PlanetMath Automatic Reference Linking
PlanetMath Automatic Reference Linking
The PlanetMath encyclopedia is a “semantic network” of sorts. It is a set of concepts (entries in the encyclopedia) whose meanings depend, not only on the content of the entries, but on the position in the network (the connections to other entries.) This is of course the case because known mathematics represents one big semantic network. It is possible to understand portions of it that are only “linked” to each other and derive meanings from each other, but overall the entire “network” is connected and one must be able to move throughout the network to understand any given “node” (concept).
Because mathematics is like this, it is supremely important that users of PlanetMath are able to jump to requisite concepts in the network in order to understand the current one, all the way down to the concepts that are so simple they are evident to the intuition.

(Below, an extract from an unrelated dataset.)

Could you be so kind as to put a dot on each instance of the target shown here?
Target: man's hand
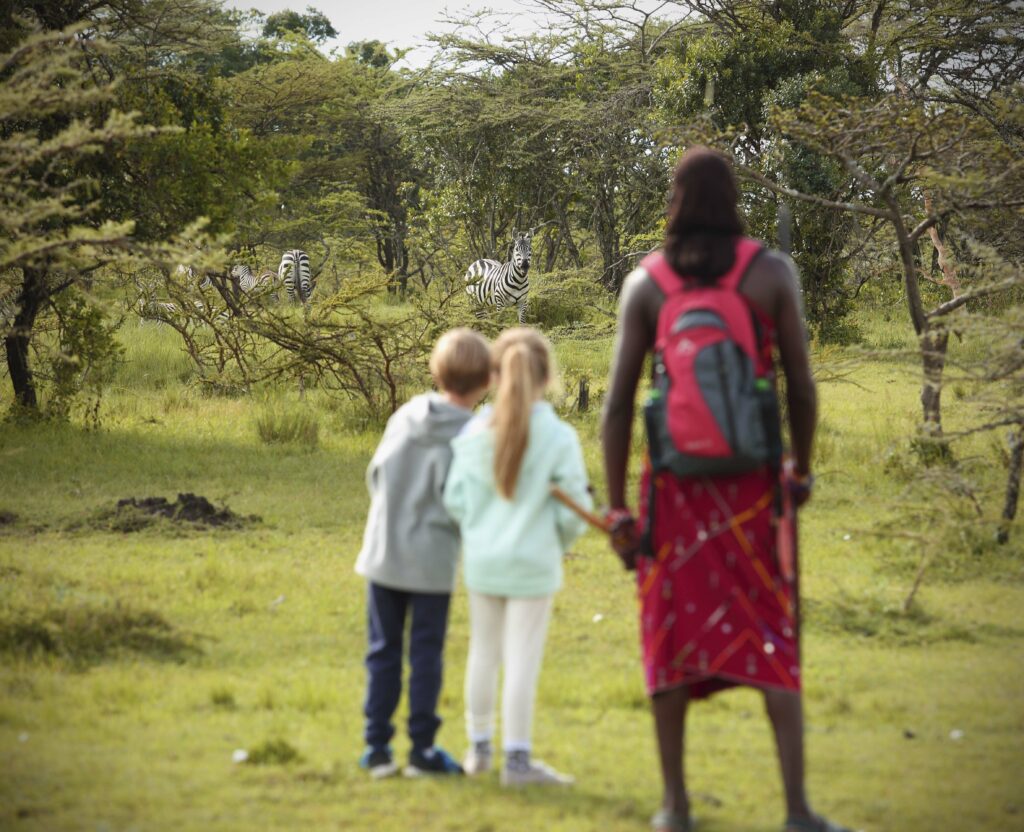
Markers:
(624, 535)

However, there are so many of these connections that is is too much to ask for authors of entries to do the linking themselves. Not only is it too much work, but the authors just may not be aware of which requisite concepts are already defined on PlanetMath.
To solve this problem, PlanetMath implements automatic reference linking between entries in the encyclopedia. In essence, when an entry is “rendered” for display, the text is broken down and scanned for words that invoke entries that have been defined already. These words are then turned into hyperlinks. Doing this automatically almost completely frees the author from having to think about links, however, it is not completely infallible. Because of this, the user can ultimately override the automatic linking, or create their own original linking (see User Linking Controls.)

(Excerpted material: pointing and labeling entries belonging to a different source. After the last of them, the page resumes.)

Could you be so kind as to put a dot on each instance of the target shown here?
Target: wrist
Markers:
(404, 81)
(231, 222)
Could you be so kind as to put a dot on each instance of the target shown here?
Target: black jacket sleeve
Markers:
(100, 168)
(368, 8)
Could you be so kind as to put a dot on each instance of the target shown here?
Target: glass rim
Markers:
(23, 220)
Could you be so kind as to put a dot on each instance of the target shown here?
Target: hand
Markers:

Linking is done, roughly, from instances of encyclopedia entry titles appearing in other entries, to those entries themselves. If there is an entry called “widget” in the encyclopedia, and I create a new entry “thingamagig” that contains the word “widget”, “widget” in “thingamagig” will be turned into a hyperlink which leads to the “widget” entry.
There are more nuances to the behavior, however. What if I mention the phrase “green widget” in my “thingamagig” entry, and there is not only a “widget” entry, but a “green widget” entry? Well, in this case, the automatic linking is smart enough to link to “green widget”. In general, the longest match at a given location in entry text wins, and shorter matches occurring “within” larger matches are ignored.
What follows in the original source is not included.